This isn't something you should ever do. There is no way the kernel can
guarantee a sane reaction to this since the 'close' could occur _before_ you
even enter 'select'.
There is no atomic 'release mutex and select' function so you can never
know for sure whether the 'close' will occur before or after the other
thread enters 'select'. There's also the possibility that another thread
will open a new connection onto the same descriptor before the thread
blocked in 'select' gets a chance to notice that the descriptor is being
closed.
It's also not clear what the 'close' does in this case.
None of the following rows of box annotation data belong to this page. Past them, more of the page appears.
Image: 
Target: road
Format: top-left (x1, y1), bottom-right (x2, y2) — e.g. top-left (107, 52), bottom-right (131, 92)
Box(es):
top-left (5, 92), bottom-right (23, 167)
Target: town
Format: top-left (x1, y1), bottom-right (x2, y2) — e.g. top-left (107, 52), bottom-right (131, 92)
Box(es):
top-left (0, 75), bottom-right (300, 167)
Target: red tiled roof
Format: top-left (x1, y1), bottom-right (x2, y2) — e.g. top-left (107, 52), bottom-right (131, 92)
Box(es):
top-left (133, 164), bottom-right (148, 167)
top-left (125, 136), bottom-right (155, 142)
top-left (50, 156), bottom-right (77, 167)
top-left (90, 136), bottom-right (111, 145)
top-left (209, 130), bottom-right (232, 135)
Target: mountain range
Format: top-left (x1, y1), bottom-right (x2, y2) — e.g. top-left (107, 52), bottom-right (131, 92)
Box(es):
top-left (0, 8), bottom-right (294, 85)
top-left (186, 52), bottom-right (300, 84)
An attempt to close
a descriptor is not supposed to close the underlying connection unless it
closes the last reference. It's not clear whether 'select' represents a
reference or not, and it's not clear what should happen if the descriptor
table changes before the 'select' thread gets woken up even if the 'close'
call schedules it.
One can argue that 'select' should return because a 'read' or 'write' to
the connection wouldn't block. But that's only true after 'select' returns.
While the endpoint is in use (and 'select' is using it), 'close' shouldn't
necessarily close the underlying connection. So this argument require
bootstrapping.
For TCP, use 'shutdown'. Don't 'close' the descriptor until you are sure no
thread is using it. This is as serious an error as 'free'ing memory that
another thread is using.
So your code is buggy. So long as the kernel doesn't lose track of the
resources entirely, it's behavior is (at least to me) acceptable. In fact, I
wish it would punish errors like this more severely, as this would reduce
the amount of code out there that has them.